Friday, August 10, 2007

Reverse Proxies Are A Menace To Web Sessions — And To Bot Traps

A bottrap is a server-side script that tries to detect when too many requests are being sent to a web server by a client computer (and it may be designed to take some action to help reduce the load on the server). The web server can however not only receive requests from several computers A, B, C as if they are coming from a single forward proxy computer X, but it can also receive requests from a single computer Y as if they are coming from several reverse proxy computers P, Q, R. Take these things together and you get an interesting dynamics along with a very difficult problem to solve.

To understand the problem, suppose that your bottrap only checks the ip address of the client computer. Then requests from computers A, B, C will all appear to be coming from computer X and this will incorrectly trigger your bottrap sooner or later.
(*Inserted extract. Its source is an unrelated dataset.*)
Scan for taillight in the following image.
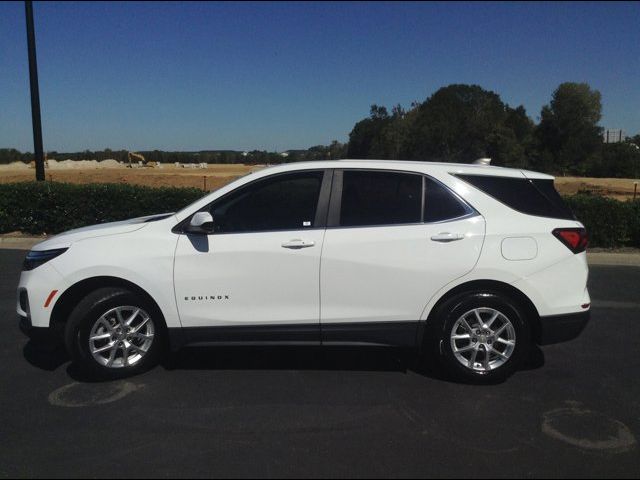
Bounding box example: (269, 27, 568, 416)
(552, 228, 588, 254)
This situation is not as far fetched as it may seem because these days, many companies provide access to the internet through firewalls and/or proxies such as X. So in order to avoid blocking legitimate visitors to your site, your bottrap cannot rely on checking the ip address of the client computer alone.

What your bottrap needs to do is to associate each client computer with a session-id which the client computer must return with every request to your web server. But if you do this dilligently, you will soon run into another problem with reverse proxies: requests from computer Y will now appear to come from computers P, Q, R and all of them will carry the same session-id. The problem is that from the point of view of your bot trapping code, there are at least three interpretations of the situation:

(a) the requests are coming from a single computer Y which is behind reverse proxies such as P, Q, R;

(b) the requests are coming from a single computer Y and a man-in-the-middle who is trying to hijack Y's session;

(c) the requests are coming from a stealth bot which is trying to avoid triggering your bot trap.

Because there is no way to distinguish these three cases, you are forced into the situation that if you allow requests from one case to be served, you will knowingly or unknowingly be serving requests from the other cases as well.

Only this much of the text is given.